The goal of my research is to develop both a specific application and general framework for scalable disease detection with imaging spectroscopy. For this work, I use grapevine leafroll virus (GLrV) and Vitis vinifera as a model system. Understanding how disease detection scales from the ground to airborne to spaceborne scale is an essential first step toward building global disease surveillance systems with forthcoming imaging spectroscopy satellite missions.

What technologies and innovations will enable you to make discoveries?

I work with hyperspectral imagery from NASA’s Airborne Visible/Infrared Imaging Spectrometer Next Generation, the Cadillac of imaging spectrometers. Although airborne instruments cannot cover the globe, new spaceborne imaging spectrometers will remove that limitation. I strategically transform my data to mimic data that we might get from these systems one day, which allows me to test how our knowledge, models and methods can be used to build a global disease modeling framework. Additionally, I use machine and deep learning methods to analyze my data, and will be using the PhytoPatholoBot, a fully autonomous vineyard sensing robot developed by Yu Jiang and Leo Liu, to collect validation data in one of our collaborating vineyards this summer.
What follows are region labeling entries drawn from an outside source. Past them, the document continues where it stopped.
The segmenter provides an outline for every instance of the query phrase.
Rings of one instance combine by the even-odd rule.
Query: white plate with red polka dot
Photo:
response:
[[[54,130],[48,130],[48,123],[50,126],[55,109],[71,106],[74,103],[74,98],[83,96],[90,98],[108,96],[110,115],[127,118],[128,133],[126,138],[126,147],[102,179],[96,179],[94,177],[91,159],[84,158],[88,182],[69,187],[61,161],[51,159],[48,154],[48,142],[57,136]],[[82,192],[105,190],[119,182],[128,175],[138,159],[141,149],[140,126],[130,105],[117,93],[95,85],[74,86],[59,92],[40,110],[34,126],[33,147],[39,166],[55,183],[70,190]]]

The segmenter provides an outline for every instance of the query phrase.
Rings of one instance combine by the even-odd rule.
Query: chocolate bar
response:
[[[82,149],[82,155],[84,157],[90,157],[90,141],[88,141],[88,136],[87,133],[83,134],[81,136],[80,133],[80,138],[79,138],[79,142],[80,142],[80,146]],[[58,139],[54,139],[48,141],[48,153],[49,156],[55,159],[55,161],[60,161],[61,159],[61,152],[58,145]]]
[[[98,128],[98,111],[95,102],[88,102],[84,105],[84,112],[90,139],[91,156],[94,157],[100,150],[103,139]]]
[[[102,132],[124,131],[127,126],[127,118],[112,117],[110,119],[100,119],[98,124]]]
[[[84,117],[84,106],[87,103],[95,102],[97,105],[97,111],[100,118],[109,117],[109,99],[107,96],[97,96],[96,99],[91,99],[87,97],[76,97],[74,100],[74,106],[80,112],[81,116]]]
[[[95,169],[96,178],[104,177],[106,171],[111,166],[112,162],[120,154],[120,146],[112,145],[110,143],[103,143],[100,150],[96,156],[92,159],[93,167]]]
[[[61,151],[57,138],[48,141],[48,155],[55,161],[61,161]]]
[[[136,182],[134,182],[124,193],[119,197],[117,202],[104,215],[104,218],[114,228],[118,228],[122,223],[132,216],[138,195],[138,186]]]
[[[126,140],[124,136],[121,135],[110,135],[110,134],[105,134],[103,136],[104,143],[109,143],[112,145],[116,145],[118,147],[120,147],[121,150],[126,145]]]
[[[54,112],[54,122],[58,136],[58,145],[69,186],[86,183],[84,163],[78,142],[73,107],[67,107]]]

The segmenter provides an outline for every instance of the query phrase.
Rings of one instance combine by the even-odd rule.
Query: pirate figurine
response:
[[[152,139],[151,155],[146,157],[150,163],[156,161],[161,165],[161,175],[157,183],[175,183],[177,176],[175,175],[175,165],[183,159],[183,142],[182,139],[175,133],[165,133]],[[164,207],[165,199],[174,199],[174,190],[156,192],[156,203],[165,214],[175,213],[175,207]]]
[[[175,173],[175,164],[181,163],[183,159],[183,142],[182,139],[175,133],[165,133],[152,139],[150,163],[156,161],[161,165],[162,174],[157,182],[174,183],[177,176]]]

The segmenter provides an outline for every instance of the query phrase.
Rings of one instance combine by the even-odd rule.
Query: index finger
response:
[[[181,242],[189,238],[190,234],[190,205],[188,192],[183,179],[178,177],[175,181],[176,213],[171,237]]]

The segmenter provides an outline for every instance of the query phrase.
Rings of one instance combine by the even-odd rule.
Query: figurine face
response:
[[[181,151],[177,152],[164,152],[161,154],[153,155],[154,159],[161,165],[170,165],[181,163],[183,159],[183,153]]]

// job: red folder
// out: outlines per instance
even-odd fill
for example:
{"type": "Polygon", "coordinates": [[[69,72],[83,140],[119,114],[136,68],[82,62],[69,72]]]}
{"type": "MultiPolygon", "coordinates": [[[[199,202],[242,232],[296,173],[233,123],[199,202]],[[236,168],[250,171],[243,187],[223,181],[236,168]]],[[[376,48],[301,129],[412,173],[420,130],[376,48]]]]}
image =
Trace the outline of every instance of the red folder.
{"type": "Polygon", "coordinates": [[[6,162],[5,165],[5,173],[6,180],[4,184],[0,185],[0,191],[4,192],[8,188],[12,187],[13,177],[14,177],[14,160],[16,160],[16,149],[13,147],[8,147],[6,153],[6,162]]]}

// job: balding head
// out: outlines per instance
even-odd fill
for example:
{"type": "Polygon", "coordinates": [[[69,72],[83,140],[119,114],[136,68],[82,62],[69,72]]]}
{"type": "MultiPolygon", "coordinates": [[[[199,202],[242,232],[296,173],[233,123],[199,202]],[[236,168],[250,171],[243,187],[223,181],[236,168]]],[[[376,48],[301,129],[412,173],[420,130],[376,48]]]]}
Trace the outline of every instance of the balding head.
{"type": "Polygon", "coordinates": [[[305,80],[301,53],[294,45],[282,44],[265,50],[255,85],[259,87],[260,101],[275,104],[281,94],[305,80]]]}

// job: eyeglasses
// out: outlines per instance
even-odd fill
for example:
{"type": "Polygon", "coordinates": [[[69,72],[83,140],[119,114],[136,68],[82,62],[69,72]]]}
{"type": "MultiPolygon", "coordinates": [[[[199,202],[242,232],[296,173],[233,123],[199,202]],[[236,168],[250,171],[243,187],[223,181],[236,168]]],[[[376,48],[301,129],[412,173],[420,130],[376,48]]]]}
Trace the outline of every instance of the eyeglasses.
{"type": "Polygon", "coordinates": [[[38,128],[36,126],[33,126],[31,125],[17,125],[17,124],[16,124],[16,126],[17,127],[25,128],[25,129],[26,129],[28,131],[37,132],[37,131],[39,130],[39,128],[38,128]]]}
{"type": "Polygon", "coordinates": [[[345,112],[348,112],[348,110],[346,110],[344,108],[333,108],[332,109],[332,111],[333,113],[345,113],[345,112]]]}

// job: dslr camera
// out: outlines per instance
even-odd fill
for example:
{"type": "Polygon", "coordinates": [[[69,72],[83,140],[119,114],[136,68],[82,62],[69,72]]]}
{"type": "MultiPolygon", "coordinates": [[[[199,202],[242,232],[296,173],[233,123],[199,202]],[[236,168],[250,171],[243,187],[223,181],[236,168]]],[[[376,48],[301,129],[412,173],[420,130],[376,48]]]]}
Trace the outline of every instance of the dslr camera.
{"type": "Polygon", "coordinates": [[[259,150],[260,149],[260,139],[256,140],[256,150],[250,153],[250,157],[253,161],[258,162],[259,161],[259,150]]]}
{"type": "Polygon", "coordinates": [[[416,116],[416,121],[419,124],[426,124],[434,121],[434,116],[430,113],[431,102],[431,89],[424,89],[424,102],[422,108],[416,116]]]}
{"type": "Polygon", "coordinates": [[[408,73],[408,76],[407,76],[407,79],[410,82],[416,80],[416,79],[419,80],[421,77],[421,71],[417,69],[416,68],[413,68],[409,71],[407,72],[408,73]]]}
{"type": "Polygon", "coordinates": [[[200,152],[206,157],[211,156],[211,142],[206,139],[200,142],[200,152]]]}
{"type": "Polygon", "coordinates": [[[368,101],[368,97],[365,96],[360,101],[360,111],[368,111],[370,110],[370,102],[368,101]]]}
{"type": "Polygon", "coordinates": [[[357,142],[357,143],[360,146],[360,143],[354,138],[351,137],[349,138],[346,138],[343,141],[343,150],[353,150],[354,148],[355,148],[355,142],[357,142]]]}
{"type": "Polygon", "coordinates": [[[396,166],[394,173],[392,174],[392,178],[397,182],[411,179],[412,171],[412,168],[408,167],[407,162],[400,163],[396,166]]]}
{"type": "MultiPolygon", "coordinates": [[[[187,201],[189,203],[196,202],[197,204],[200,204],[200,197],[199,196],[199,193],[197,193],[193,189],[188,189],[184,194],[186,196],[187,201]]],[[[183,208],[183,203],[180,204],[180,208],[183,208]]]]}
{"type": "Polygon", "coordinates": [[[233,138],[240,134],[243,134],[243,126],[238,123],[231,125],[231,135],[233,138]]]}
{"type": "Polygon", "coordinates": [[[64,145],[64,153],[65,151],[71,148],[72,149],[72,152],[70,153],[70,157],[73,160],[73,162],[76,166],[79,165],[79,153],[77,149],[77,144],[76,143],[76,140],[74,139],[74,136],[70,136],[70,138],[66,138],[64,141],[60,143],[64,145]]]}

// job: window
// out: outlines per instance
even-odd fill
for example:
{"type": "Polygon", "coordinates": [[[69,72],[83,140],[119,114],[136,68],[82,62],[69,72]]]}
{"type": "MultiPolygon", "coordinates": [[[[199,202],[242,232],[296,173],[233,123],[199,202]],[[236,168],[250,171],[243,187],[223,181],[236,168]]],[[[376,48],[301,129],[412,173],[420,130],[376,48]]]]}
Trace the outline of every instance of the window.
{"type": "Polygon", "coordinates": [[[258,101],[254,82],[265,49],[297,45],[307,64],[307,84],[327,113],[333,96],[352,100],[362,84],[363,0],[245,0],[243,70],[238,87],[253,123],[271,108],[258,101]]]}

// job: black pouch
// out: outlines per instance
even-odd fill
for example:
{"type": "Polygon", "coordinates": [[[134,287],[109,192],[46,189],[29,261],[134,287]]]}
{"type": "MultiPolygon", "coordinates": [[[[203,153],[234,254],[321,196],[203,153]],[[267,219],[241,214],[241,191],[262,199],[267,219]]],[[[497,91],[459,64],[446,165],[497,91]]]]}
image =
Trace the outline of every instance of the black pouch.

How will your research benefit grape growers/the grape industry?

Detecting GLrV with spectroscopic imagery would improve how grape growers manage this pernicious disease and reduce the cost of management through more strategically deployed scouting teams and molecular testing. GLrV undergoes a yearlong latent phase in which it is infectious but the vine does not yet show symptoms. We are aiming to build a platform that will enable growers to more strategically and reliably identify vineyard sections to deploy highly accurate but expensive ground detection methods.

What’s the most interesting thing you’ve discovered in your research so far?

It’s motivating to see how well our models can differentiate between uninfected and GlrV infected vines. In the previous questions I have described the impact of this tech, and to see progress to make that vision real is fascinating and exciting.

 

Romero Galvan's research is supported by NASA’s FINESST award #80NSSC21K1605.